Em “Capable of love”, single que precedeu o anúncio de Heaven Knows, PinkPantheress, em uma das suas tentativas ousadas de inovar a própria sonoridade, ascende até o apogeu com uma canção de força avassaladora. Na faixa em questão, RISC e a cantora originam uma fusão inesperada entre drum and bass e hard rock, que conta com riffs de guitarra poderosas e batidas de bateria no refrão e uma crescente instrumental fenomenal. Na letra, a artista disserta sobre temer a possibilidade de seu parceiro terminar com ela, pois tal acontecimento a magoaria tanto que nunca mais poderia amar da mesma forma. No refrão, a artista canta: “I’m obsessed with the idea that one day it breaks up / ‘Cause after that, I know I’ll never be as capable of love / After you / After you”. É uma música linda, que possui uma profundidade temática enorme e um desenvolvimento esplêndido.

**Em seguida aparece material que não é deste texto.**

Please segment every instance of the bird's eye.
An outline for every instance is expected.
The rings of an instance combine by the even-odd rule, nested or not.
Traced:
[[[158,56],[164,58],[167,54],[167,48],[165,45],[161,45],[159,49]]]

Heaven knows é uma prova verídica da musicalidade de PinkPantheress. Mesmo que não esteja sendo conferido em grande escala pelo público, o primeiro álbum da britânica ainda assim se destaca como um dos maiores lançamentos do ano. Além de possuir uma produção de altíssima qualidade e uma instrumentação fenomenal, composta por alguns dos produtores musicais mais influentes da música no momento, detém unicidade ao possuir a personalidade distinta da cantora sob os holofotes do espetáculo. É muito triste saber que muitos ainda desconhecem a presença da artista na música atualmente ou ignoram – como foi o caso dos votantes da academia do Grammy na última edição da premiação, na qual esnobaram ela, mesmo a musicista tendo possuído enorme visibilidade com o sucesso tremendo de “Boy’s a liar Pt. 2”, ao lado da rapper Ice Spice, entretanto, não é como se Pink necessariamente precisasse dessa validação de qualquer forma. Tudo o que precisava provar com este trabalho, ela provou, e com excelência.